I didn’t, but neither did I think that because he had hidden it, it couldn’t be found.
“I can’t think of any reason why I should bargain with you,” I told him. “I’ve got you cold, and that’s enough.”
“If I can show you that your only chance of freeing the second Mrs. Estep is through my voluntary assistance, will you bargain with me?”
“Maybe—I’ll listen to your persuasion, anyway.”
“All right,” he said, “I’m going to come clean with you. But most of the things I’m going to tell you can’t be proven in court without my help; and if you turn my offer down I’ll have plenty of evidence to convince the jury that these things are all false, that I never said them, and that you are trying to frame me.”

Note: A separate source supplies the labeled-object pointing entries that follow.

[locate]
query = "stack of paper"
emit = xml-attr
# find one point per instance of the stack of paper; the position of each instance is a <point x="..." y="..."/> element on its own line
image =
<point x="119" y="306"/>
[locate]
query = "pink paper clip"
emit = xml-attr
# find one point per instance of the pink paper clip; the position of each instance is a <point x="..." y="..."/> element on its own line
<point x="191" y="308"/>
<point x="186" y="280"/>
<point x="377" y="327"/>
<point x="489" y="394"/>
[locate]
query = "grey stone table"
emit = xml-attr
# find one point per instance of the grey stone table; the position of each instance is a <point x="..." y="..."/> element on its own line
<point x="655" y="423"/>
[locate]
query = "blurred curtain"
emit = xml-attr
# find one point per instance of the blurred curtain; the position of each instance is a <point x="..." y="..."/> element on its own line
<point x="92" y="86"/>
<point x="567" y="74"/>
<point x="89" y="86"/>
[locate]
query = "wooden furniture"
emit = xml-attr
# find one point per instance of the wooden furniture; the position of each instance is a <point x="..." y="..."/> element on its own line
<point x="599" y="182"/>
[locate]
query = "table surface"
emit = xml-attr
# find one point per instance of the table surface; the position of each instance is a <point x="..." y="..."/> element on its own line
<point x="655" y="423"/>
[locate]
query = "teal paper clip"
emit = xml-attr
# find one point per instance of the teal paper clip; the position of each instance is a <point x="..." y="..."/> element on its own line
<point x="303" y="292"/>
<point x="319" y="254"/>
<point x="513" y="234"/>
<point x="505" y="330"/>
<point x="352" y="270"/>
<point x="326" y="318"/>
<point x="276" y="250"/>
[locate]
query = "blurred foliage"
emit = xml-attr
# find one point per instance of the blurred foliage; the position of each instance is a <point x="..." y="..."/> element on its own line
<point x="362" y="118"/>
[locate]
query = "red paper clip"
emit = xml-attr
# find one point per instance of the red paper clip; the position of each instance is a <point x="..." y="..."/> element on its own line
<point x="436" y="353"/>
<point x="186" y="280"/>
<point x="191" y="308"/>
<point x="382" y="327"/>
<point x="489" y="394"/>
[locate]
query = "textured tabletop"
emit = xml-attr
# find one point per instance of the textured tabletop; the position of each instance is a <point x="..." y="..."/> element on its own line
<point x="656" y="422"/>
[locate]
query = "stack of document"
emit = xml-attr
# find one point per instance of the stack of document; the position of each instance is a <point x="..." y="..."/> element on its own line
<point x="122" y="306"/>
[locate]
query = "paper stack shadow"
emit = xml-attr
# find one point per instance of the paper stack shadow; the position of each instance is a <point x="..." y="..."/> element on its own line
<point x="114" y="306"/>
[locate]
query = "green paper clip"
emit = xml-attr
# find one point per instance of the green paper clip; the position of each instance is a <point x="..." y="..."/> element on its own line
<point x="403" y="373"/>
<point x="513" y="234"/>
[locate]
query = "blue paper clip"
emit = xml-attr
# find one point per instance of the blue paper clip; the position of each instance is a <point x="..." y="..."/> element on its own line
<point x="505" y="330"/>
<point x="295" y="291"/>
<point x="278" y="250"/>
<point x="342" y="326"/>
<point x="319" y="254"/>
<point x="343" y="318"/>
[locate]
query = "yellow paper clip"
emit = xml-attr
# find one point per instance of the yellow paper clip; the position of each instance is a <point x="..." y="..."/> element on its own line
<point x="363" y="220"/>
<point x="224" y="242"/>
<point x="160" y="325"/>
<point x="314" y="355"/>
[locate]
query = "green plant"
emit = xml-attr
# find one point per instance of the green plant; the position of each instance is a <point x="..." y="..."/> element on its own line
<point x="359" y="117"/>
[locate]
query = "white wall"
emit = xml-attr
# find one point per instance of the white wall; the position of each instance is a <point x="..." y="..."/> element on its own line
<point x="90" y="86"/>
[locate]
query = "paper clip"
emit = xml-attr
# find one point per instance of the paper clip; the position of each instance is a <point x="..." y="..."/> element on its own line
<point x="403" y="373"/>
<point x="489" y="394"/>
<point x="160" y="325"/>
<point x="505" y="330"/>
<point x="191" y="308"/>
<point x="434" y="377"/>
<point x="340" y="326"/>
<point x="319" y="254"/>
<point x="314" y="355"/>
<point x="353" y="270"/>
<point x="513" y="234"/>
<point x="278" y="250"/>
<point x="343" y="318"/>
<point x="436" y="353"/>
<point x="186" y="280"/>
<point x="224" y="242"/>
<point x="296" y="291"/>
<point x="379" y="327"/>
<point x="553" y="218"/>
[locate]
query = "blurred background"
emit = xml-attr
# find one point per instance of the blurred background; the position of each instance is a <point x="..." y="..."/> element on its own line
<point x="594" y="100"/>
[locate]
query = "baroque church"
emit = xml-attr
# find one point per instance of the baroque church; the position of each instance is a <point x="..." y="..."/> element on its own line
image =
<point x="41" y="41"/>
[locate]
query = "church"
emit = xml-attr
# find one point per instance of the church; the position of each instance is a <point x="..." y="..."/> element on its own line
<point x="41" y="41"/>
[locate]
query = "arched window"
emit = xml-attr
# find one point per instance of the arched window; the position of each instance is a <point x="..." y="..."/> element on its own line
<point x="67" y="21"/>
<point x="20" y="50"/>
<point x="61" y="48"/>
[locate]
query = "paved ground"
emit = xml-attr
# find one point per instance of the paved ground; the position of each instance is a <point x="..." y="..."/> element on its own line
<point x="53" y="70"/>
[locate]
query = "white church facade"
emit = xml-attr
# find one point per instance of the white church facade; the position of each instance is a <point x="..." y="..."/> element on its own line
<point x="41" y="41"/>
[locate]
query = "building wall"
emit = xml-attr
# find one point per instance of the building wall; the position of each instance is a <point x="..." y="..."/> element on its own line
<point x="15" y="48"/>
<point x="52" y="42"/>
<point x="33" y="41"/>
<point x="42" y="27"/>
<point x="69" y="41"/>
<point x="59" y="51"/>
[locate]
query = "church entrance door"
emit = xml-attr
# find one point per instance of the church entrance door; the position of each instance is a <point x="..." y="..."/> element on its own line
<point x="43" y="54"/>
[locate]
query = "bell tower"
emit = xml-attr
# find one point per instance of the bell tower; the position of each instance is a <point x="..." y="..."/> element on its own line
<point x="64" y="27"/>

That part was plausible enough. I’ve testified before juries all the way from the city of Washington to the state of Washington, and I’ve never seen one yet that wasn’t anxious to believe that a private detective is a double-crossing specialist who goes around with a cold deck in one pocket, a complete forger’s outfit in another, and who counts that day lost in which he railroads no innocent to the hoosegow.